Les mésanges charbonnières britanniques arborent un bec nettement plus long que leurs congénères européennes, un phénomène probablement lié aux mangeoires fournies par les humains.

Des chercheurs des universités d'Oxford (Royaume-Uni) et de Wageningen (Pays-Bas) ont comparé des spécimens d'oiseaux des forêts de l'Oxfordshire et de la Veluwe. Résultat : les mésanges charbonnières anglaises présentent un bec significativement plus allongé.
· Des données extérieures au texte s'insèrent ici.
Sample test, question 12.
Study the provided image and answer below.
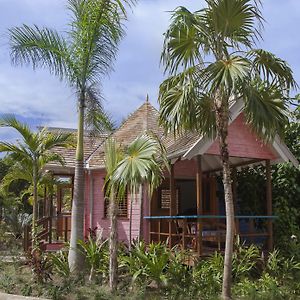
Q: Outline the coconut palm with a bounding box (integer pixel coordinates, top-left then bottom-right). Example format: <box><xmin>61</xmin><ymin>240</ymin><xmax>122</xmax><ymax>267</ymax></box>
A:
<box><xmin>105</xmin><ymin>134</ymin><xmax>168</xmax><ymax>290</ymax></box>
<box><xmin>9</xmin><ymin>0</ymin><xmax>135</xmax><ymax>271</ymax></box>
<box><xmin>159</xmin><ymin>0</ymin><xmax>296</xmax><ymax>299</ymax></box>
<box><xmin>0</xmin><ymin>116</ymin><xmax>73</xmax><ymax>246</ymax></box>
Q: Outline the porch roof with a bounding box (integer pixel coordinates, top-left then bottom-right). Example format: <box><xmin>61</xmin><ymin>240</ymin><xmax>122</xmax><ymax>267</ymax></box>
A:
<box><xmin>168</xmin><ymin>99</ymin><xmax>299</xmax><ymax>171</ymax></box>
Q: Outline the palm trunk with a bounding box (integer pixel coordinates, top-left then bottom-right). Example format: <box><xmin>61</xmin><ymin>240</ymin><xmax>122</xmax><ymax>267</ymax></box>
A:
<box><xmin>31</xmin><ymin>165</ymin><xmax>39</xmax><ymax>251</ymax></box>
<box><xmin>68</xmin><ymin>92</ymin><xmax>84</xmax><ymax>273</ymax></box>
<box><xmin>216</xmin><ymin>101</ymin><xmax>234</xmax><ymax>300</ymax></box>
<box><xmin>128</xmin><ymin>193</ymin><xmax>133</xmax><ymax>251</ymax></box>
<box><xmin>139</xmin><ymin>185</ymin><xmax>144</xmax><ymax>241</ymax></box>
<box><xmin>109</xmin><ymin>191</ymin><xmax>118</xmax><ymax>291</ymax></box>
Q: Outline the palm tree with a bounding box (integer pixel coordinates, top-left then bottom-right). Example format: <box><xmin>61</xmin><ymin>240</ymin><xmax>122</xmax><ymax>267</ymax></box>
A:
<box><xmin>159</xmin><ymin>0</ymin><xmax>296</xmax><ymax>299</ymax></box>
<box><xmin>105</xmin><ymin>134</ymin><xmax>168</xmax><ymax>290</ymax></box>
<box><xmin>9</xmin><ymin>0</ymin><xmax>135</xmax><ymax>271</ymax></box>
<box><xmin>0</xmin><ymin>116</ymin><xmax>73</xmax><ymax>249</ymax></box>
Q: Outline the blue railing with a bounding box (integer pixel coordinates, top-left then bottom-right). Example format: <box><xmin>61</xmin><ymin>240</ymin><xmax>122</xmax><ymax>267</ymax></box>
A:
<box><xmin>144</xmin><ymin>215</ymin><xmax>278</xmax><ymax>220</ymax></box>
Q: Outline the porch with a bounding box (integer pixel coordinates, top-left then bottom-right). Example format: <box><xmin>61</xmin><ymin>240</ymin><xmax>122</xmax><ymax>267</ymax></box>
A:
<box><xmin>23</xmin><ymin>174</ymin><xmax>74</xmax><ymax>251</ymax></box>
<box><xmin>144</xmin><ymin>155</ymin><xmax>276</xmax><ymax>256</ymax></box>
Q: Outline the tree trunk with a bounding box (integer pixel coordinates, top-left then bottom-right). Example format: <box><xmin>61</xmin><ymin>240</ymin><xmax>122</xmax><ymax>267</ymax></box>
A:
<box><xmin>31</xmin><ymin>165</ymin><xmax>39</xmax><ymax>251</ymax></box>
<box><xmin>109</xmin><ymin>191</ymin><xmax>118</xmax><ymax>291</ymax></box>
<box><xmin>138</xmin><ymin>185</ymin><xmax>144</xmax><ymax>241</ymax></box>
<box><xmin>215</xmin><ymin>101</ymin><xmax>234</xmax><ymax>300</ymax></box>
<box><xmin>68</xmin><ymin>97</ymin><xmax>84</xmax><ymax>273</ymax></box>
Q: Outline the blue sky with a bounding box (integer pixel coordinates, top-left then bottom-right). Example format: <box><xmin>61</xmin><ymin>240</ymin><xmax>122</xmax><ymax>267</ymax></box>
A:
<box><xmin>0</xmin><ymin>0</ymin><xmax>300</xmax><ymax>140</ymax></box>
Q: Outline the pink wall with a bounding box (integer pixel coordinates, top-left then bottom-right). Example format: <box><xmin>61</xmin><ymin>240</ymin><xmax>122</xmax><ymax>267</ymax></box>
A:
<box><xmin>206</xmin><ymin>113</ymin><xmax>277</xmax><ymax>160</ymax></box>
<box><xmin>85</xmin><ymin>170</ymin><xmax>148</xmax><ymax>242</ymax></box>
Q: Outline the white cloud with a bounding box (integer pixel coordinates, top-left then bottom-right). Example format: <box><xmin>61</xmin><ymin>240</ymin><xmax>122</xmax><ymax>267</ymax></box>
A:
<box><xmin>0</xmin><ymin>0</ymin><xmax>300</xmax><ymax>142</ymax></box>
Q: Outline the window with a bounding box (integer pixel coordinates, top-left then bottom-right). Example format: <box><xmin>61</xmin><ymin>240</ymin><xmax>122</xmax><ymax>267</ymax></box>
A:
<box><xmin>158</xmin><ymin>188</ymin><xmax>179</xmax><ymax>210</ymax></box>
<box><xmin>104</xmin><ymin>192</ymin><xmax>128</xmax><ymax>218</ymax></box>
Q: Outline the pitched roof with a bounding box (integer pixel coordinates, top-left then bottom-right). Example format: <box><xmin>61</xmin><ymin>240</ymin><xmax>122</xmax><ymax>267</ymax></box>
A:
<box><xmin>87</xmin><ymin>99</ymin><xmax>163</xmax><ymax>168</ymax></box>
<box><xmin>181</xmin><ymin>99</ymin><xmax>299</xmax><ymax>169</ymax></box>
<box><xmin>47</xmin><ymin>127</ymin><xmax>108</xmax><ymax>169</ymax></box>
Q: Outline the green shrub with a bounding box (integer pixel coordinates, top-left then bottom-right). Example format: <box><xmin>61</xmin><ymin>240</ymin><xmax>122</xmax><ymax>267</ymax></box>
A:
<box><xmin>49</xmin><ymin>250</ymin><xmax>71</xmax><ymax>278</ymax></box>
<box><xmin>121</xmin><ymin>241</ymin><xmax>171</xmax><ymax>288</ymax></box>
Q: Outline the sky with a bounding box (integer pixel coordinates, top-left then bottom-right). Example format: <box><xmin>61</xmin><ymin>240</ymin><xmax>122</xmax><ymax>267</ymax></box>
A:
<box><xmin>0</xmin><ymin>0</ymin><xmax>300</xmax><ymax>141</ymax></box>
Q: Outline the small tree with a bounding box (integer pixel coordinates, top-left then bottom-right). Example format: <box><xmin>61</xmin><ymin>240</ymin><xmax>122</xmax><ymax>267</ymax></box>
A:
<box><xmin>159</xmin><ymin>0</ymin><xmax>296</xmax><ymax>299</ymax></box>
<box><xmin>105</xmin><ymin>134</ymin><xmax>168</xmax><ymax>290</ymax></box>
<box><xmin>0</xmin><ymin>117</ymin><xmax>73</xmax><ymax>247</ymax></box>
<box><xmin>9</xmin><ymin>0</ymin><xmax>135</xmax><ymax>272</ymax></box>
Ce changement s'explique par l'accès accru à la nourriture. Au Royaume-Uni, les oiseaux bénéficient des mangeoires et nichoirs installés par les particuliers, recevant près du double de nourriture par rapport à ceux des jardins continentaux.
L'évolution a démarré vers 1970. Grâce à des études longitudinales menées par l'université d'Oxford sur 70 ans, les scientifiques ont documenté ce phénomène avec précision. L'équipe a analysé l'ADN de plus de 3 000 mésanges charbonnières.
Les gènes impliqués chez les oiseaux britanniques rappellent ceux déterminant la morphologie faciale humaine, ainsi que ceux ayant modifié le bec des pinsons dans les travaux emblématiques de Darwin sur la sélection naturelle.
Une enquête est en cours sur d'autres régions européennes. Pour l'heure, le bec le plus long reste caractéristique de la population anglaise.